Şikayetçi konuyu belirtmeden adı geçen kişinin oğullarından şüphelendiğini, şahidinin olmadığını bu nedenle mahkemede yemin etmelerini istediğini belirtmektedir. 
Takip eden ve şikayetçiye ait olmayan kayıt, konuyu açıklığa kavuşturmaktadır:
Ba‘dehû Havâss-ı Hümâyûn Kâtibi Ömer Çelebi, mezbûr Dimitri’yi Meclîs-i şer‘e ihzâr idüb, “Mezbûr Dimitri’nün iki kızları haml vaz‘ itmüş. Meclîs-i şer‘e gelüb, cemâ‘atden su’âl olunsun” didükde, mezbûr Dimitri dahî târîh-i mezbûrde iki kızlarını “mahkeme-i şerîfe getürmez isem bâtıl dinden çıkub, hak dini kabûl itdüm” didüği, mezbûr Ömer Çelebi talebiyle kayd olundı.
Şuhûdü’l-hâl : Es-sâbikûn 
Tahrîren fî târîhi’l-mezbûr.[10]
Başlangıçta muhtemel bir hırsızlık girişimi gibi duran olay, eğer Havâss-ı Hümâyûn Kâtibi Ömer Çelebi’nin söyledikleri doğru ise, yasak aşk halini aldı. Bu konuda başka belge olmasaydı, durum biraz muğlakta kalacaktı. Ancak konu ile ilgili son kayıt iddiaların doğruluğunu kanıtlar niteliktedir: 
Oldur ki, mâh-ı mezbûrun yirmi üçünden yirmi altısına şart alınub, müseccel olan Süleyman ve Dimitri nâm kimesneler, yirmi altıncı gün oğulların ve kızların mahkeme-i şerîfe getürmeyüb, şartların i‘tirâf idüb, yirmi yedinci gün gelmek ile Dimitri imâna dâvet olunub ve Süleyman’ın “evine varma” deyû, mahzar-ı müslimînde beyyine olûb, kayd olundı.
Şuhûdü’l-hâl : 
Ahmed b. El-Hacc Mahmud 
Mahmud b. İbrahim 
Mümin Reis ibnu Hamid 
Abdurrezzak b. İbrahim 
ve gayruhum
Tahrîren fî 27 şehr-i Cumâde’l-âhır Senete 988 /9 Ağustos 1580.[11]

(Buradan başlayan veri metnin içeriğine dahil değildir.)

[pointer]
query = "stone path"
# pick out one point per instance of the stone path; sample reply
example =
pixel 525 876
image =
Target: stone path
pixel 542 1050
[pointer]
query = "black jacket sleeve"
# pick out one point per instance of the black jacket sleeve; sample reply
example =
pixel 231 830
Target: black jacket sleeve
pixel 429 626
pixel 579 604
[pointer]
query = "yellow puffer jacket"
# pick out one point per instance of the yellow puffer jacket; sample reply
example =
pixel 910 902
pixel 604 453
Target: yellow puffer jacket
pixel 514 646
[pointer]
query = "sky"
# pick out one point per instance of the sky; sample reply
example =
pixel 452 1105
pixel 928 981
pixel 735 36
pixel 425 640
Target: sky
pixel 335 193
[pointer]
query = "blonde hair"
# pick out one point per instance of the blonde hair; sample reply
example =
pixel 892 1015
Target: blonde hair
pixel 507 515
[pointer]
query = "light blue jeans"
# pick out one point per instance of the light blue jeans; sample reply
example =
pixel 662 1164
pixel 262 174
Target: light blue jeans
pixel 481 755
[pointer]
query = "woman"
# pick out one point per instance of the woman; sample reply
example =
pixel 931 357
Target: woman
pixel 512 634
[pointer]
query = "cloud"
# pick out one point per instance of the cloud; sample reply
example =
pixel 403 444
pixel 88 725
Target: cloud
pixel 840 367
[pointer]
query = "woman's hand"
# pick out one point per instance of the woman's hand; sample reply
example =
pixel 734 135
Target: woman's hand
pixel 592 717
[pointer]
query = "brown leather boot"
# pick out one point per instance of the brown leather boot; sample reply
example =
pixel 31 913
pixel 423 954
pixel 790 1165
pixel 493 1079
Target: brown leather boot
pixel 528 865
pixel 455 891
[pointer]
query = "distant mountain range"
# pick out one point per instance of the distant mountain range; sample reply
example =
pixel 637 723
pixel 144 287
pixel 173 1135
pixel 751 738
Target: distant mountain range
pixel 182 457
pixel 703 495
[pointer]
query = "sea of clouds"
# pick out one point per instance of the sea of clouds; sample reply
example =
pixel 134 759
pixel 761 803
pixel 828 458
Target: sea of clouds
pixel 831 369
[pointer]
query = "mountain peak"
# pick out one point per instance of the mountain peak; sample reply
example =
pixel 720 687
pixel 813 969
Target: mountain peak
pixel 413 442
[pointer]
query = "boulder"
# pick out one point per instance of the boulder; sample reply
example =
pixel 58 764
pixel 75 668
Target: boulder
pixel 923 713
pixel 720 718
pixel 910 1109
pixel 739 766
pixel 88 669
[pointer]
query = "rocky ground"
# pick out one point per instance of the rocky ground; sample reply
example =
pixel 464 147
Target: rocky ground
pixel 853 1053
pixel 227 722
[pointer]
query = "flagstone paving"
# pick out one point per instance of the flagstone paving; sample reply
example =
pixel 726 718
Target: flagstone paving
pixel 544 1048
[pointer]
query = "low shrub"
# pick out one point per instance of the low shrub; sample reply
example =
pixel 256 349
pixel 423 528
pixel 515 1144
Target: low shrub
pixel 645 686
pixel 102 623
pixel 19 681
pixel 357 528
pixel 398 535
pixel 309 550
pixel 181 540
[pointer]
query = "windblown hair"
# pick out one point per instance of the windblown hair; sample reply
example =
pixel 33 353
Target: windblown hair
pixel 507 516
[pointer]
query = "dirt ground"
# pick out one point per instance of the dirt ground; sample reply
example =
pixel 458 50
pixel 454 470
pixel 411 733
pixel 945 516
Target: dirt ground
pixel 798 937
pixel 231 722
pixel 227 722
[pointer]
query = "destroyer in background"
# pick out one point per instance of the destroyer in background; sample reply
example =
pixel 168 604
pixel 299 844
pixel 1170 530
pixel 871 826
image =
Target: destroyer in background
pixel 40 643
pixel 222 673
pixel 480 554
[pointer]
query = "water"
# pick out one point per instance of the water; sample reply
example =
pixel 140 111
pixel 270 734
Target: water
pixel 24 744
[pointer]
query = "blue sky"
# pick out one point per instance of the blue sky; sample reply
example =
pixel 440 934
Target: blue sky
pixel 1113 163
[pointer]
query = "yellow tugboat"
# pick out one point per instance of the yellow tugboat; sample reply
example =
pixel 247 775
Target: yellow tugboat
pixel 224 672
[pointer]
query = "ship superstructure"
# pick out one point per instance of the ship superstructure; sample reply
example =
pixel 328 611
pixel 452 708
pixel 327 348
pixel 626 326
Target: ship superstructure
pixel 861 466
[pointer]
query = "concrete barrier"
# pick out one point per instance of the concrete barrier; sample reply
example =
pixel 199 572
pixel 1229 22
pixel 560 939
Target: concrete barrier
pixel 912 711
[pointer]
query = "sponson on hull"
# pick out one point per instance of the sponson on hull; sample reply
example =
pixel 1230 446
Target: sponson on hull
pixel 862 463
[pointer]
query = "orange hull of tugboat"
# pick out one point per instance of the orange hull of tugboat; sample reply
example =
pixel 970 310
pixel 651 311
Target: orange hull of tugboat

Kısaca özetlemek gerekirse, bir gayr-i müslim, bir müslümanın iki oğlundan şikayetçi olur. Sorun çözülemeden kendisinin iki kızının da evlilik dışı hamile olduğu ortaya çıkar. Mahkeme her iki tarafın da çocuklarının sorgulanabilmesi için babalar üzerine şart koşar. Birisini İslama davet ederken diğerinin de nikahının geçersiz olacağını belirtir. Olayın ilginçliğine kendimizi kaptırmadan bir araştırma sorusunun netleştirilmesi için başladığımız yolculukta buradan nereye gidebileceğimize bakalım. Müslimler ile gayr-i müslimler arası davalar en azından sistemin genel işleyişi bakımından az çok biliniyor. Benzer bir şekilde resmi görevlilerin sıradan insanların üzerindeki kontrolü de (Havâss-ı Hümâyûn Kâtibi’nin herhangi bir şikayete bağlı olmaksızın Dimitri’yi mahkemeye getirdiğine dikkat edin) literatürde var olan bir durum.[12]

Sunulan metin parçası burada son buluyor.